Lula se colocava a verbalizar sua conclusão sobre tema que os governos de direita, como republicanos nos EUA e conservadores na Europa, tiveram mais tempo no poder que os governos de esquerda e, por isso, o mundo seria do “caminho do meio” e que não de esquerda. O vídeo foi revelado pelo Metrópoles.

O presidente ainda fez questão de destacar que chegou a ser tratado como anticomunista na década de 1980 quando recusou um convite para participar de um congresso da União Soviética e fez uma viagem à Europa para pedir solidariedade. Ele declarou “Em 1980, tinha um congresso na Rússia para o qual fui convidado. Eu não fui porque havia sido condenado pela Lei de Segurança Nacional. Fiz uma viagem pela Europa angariando solidariedade. E aí passei a ser tratado como anticomunista”.

Explicando com mais detalhes, pode-se observar que Georgieva comentou que, quando Lula foi eleito pela primeira vez, todos esperavam que ele fosse um esquerdista, mas ele não foi. Lula então disse que tinha uma boa relação com sindicatos, mas nunca foi de esquerda.

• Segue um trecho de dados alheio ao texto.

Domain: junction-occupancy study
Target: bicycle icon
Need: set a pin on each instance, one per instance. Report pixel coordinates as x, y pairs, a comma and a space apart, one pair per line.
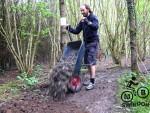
127, 96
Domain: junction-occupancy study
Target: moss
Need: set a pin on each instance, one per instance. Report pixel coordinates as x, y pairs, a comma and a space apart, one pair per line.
9, 90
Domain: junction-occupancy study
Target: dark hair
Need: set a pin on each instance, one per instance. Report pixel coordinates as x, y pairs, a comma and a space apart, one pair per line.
88, 7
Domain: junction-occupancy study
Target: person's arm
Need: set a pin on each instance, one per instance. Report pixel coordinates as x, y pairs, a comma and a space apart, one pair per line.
94, 23
77, 30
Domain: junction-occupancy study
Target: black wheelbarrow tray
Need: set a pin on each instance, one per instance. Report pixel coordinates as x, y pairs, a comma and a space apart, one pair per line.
75, 82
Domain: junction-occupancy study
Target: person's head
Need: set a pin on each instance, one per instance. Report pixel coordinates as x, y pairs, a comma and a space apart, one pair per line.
85, 10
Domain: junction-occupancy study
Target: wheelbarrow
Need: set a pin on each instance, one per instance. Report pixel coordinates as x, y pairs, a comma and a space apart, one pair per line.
75, 81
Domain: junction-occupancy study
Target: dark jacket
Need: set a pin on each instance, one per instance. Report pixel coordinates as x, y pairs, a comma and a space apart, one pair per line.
90, 31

— O mundo não é de esquerda, o mundo é do caminho do meio. Essa é a verdade. Eu nunca fui esquerdista, eu era um dirigente sindical, que tinha uma belíssima relação com o sindicalismo alemão, muito forte. Uma relação boa com o sindicalismo italiano e uma relação boa com a UGT da Espanha — disse o presidente.

Logo em seguida, Lula detalhou um episódio do início de sua trajetória política. Segundo ele, em 1980 foi convidado para participar de um congresso na então União Soviética, mas não viajou ao país. A partir daí, passou a ser tratado como “anticomunista”.

— Eu nunca fui. Em 1980 tinha um congresso na Rússia que eu fui convidado, eu não fui à Rússia porque fui condenado pela Lei de Segurança Nacional. Eu fiz uma viagem pela Europa angariando solidariedade e aí passei a ser tratado como anticomunista — afirmou.

TÚLIO RIBEIRO
Economista
Pós-graduação em História Contemporânea
Mestre em História Social
Doutor em Política para Desenvolvimento Estratégico (Geopolítica)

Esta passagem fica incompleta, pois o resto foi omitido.